Was kann eine Frau tun? Da Menschen erfolgreiches Verhalten wiederholen, sollte die Betroffene laut und deutlich „Stopp“ sagen und die Situation in Worte kleiden: „Warum geben Sie mir einen Klaps auf den Hintern? Finden Sie das angebracht?“ Bejaht der Verursacher, macht die Betroffene die Situation öffentlich: „Hey Betty, Herr Meiser findet es okay, mir auf den Po zu hauen. Was sagst du dazu?“ Hilfreich ist es, sich eine eigene „Toolbox“ mit Sprüchen einzurichten, damit niemand in solchen Situationen sprachlos ist. Eine starke Mentorin oder Kollegin als Vorbild ist ebenfalls hilfreich.
Was kann der Verursacher tun? Viele behaupten, dass ihnen ihr Verhalten nicht bewusst war. Heißt im Klartext, sie hätten nicht nachgedacht oder es war ihnen egal. Wenn jemand sagt, er oder sie fühle sich von jemandem konkret angemacht, muss derjenige sich in aller Form entschuldigen, Offenheit für die Kritik an seiner Person zeigen und Bereitschaft signalisieren, sein Verhalten zu ändern. Zoten und Handgreiflichkeiten sagen im Übrigen viel über den Urheber aus…

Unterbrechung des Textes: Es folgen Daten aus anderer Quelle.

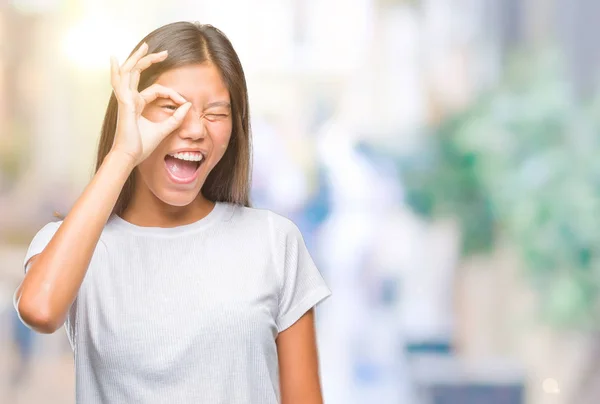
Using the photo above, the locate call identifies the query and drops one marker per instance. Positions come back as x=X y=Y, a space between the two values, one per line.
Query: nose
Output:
x=193 y=126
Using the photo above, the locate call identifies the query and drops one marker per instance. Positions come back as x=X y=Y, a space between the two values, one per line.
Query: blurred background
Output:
x=439 y=156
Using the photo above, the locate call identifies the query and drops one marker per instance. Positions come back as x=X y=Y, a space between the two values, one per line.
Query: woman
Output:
x=171 y=288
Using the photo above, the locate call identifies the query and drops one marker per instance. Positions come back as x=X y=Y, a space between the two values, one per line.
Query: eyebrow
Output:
x=218 y=104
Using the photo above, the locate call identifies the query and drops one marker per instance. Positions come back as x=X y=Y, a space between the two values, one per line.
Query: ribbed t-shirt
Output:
x=188 y=314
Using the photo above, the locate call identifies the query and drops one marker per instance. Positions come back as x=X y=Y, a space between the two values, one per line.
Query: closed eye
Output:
x=214 y=117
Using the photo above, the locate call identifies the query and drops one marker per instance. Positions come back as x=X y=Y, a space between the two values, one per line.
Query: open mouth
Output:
x=183 y=167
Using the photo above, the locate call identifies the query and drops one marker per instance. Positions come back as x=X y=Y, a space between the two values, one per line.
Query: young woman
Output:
x=171 y=288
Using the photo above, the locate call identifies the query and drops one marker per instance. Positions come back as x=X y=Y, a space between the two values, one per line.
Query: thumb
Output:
x=170 y=124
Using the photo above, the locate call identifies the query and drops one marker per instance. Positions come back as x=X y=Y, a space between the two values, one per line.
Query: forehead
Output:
x=196 y=83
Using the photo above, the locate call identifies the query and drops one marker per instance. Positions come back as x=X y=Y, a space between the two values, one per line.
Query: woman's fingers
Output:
x=142 y=65
x=169 y=125
x=156 y=90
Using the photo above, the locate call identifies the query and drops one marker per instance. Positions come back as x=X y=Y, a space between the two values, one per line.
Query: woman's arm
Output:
x=298 y=363
x=55 y=275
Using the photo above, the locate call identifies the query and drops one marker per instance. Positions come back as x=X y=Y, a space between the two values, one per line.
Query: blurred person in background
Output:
x=169 y=284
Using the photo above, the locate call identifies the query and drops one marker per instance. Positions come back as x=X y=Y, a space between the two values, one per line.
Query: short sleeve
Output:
x=302 y=285
x=37 y=245
x=40 y=241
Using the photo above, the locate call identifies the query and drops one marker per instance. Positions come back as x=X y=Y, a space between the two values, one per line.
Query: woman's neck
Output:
x=152 y=212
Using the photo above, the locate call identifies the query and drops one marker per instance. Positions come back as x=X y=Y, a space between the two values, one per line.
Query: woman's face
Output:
x=177 y=169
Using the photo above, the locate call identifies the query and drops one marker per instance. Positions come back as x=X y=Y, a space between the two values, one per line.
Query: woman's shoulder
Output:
x=266 y=217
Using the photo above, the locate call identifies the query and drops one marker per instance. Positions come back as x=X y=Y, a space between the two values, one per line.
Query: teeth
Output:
x=188 y=156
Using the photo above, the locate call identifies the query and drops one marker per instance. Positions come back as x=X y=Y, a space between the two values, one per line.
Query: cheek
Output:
x=221 y=134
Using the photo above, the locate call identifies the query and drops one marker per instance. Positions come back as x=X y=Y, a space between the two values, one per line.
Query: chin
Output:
x=177 y=198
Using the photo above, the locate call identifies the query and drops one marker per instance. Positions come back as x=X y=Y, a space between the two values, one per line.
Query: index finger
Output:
x=156 y=90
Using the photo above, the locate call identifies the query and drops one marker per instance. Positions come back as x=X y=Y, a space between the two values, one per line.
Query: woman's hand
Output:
x=135 y=135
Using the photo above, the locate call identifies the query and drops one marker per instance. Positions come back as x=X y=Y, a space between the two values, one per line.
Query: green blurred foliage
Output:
x=523 y=162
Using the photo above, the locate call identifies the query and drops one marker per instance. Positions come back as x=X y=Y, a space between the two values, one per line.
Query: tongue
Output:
x=181 y=168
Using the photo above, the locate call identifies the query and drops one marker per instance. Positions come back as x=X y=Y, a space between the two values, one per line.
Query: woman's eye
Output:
x=212 y=117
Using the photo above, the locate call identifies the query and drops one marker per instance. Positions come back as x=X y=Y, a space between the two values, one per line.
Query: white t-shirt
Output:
x=188 y=314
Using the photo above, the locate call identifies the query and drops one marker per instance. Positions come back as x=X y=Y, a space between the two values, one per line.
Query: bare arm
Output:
x=55 y=275
x=298 y=363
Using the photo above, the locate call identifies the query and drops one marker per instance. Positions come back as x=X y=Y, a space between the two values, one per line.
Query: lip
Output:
x=190 y=149
x=182 y=181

Was tut der Arbeitgeber? Er ist gesetzlich verpflichtet, seine Mitarbeiter*innen vor sexueller Belästigung zu schützen; unmittelbare Vorgesetzte sind verantwortlich, ein Klima zu schaffen, das sexistisches Verhalten von vorn herein disqualifiziert.

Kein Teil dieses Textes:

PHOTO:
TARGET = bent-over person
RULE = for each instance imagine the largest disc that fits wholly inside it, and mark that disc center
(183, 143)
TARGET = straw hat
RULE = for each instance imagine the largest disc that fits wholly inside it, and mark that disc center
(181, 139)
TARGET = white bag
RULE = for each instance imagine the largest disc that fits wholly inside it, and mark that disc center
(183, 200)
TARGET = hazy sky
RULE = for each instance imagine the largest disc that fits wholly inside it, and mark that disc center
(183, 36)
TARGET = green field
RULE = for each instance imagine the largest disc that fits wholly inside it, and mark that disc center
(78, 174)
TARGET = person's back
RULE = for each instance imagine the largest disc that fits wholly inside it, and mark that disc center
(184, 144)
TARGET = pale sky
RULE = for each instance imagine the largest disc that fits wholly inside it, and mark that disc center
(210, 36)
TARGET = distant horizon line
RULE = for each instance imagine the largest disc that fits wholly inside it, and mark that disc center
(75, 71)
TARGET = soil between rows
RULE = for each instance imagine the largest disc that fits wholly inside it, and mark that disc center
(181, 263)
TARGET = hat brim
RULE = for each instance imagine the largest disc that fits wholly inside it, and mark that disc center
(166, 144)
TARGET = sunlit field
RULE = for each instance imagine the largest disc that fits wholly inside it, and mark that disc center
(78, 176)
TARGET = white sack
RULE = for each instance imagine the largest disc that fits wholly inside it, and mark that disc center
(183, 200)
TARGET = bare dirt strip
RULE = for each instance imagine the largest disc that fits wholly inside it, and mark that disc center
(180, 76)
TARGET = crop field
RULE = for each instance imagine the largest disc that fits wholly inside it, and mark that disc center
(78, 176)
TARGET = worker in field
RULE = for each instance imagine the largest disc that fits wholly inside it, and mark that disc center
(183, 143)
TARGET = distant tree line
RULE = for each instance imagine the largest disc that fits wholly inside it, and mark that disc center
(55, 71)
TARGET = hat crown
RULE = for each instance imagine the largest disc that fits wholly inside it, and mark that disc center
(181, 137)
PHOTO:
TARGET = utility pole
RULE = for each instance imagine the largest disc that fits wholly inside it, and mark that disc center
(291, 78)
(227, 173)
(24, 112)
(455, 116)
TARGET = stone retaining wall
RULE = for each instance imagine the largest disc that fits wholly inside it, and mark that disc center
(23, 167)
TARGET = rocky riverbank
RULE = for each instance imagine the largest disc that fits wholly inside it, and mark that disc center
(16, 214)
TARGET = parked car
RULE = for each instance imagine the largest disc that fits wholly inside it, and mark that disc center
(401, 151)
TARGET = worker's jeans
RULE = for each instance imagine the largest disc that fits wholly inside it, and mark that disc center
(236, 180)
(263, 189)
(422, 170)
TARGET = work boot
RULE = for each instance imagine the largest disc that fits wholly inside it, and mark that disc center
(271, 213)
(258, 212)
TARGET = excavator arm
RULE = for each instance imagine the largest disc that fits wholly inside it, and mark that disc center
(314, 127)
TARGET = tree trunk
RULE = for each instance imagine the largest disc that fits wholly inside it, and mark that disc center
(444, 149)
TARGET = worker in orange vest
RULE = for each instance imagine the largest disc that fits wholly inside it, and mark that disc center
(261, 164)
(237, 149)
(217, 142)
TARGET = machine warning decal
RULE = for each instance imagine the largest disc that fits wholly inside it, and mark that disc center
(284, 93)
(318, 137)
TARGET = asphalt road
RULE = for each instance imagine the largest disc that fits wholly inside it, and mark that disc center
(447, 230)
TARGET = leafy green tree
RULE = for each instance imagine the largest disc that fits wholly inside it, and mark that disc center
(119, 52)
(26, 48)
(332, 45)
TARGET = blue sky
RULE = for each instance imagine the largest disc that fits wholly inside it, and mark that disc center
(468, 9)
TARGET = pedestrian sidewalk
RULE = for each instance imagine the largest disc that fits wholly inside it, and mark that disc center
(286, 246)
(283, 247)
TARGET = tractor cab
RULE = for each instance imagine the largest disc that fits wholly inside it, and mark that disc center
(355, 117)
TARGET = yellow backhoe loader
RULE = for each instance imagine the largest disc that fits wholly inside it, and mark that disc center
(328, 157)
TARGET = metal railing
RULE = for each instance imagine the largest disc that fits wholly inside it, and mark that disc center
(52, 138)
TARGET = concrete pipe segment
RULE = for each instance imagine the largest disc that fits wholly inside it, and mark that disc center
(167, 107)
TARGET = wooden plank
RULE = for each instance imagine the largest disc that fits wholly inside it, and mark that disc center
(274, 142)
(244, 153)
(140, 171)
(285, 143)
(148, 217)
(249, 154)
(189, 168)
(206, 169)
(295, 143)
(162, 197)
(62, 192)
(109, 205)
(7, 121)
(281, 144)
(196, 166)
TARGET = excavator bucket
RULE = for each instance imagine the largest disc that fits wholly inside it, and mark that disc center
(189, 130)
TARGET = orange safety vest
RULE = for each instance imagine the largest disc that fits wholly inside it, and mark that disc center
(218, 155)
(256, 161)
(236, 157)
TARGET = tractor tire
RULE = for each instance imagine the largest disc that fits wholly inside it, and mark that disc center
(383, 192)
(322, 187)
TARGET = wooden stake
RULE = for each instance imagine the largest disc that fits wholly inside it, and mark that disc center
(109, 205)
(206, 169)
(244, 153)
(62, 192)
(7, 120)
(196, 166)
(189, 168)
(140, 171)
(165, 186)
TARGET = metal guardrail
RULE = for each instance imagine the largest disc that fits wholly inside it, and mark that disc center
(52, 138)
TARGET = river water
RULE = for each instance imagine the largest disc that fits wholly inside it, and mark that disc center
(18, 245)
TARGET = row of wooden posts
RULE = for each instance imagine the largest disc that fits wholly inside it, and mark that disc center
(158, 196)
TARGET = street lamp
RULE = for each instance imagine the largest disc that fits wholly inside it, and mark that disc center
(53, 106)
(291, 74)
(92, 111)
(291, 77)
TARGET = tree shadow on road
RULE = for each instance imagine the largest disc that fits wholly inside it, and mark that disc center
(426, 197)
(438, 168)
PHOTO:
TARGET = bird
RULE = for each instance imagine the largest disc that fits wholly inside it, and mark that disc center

Verbale Attacken am Arbeitsplatz werden entweder intern gelöst, sie gelangen zum Ombudsmann des Unternehmens oder vor die Gleichbehandlungsanwaltschaft – denn ein körperlicher, sexuell motivierter Übergriff kann strafrechtlich verfolgt werden. Susanne Helbach-Grosser (2019)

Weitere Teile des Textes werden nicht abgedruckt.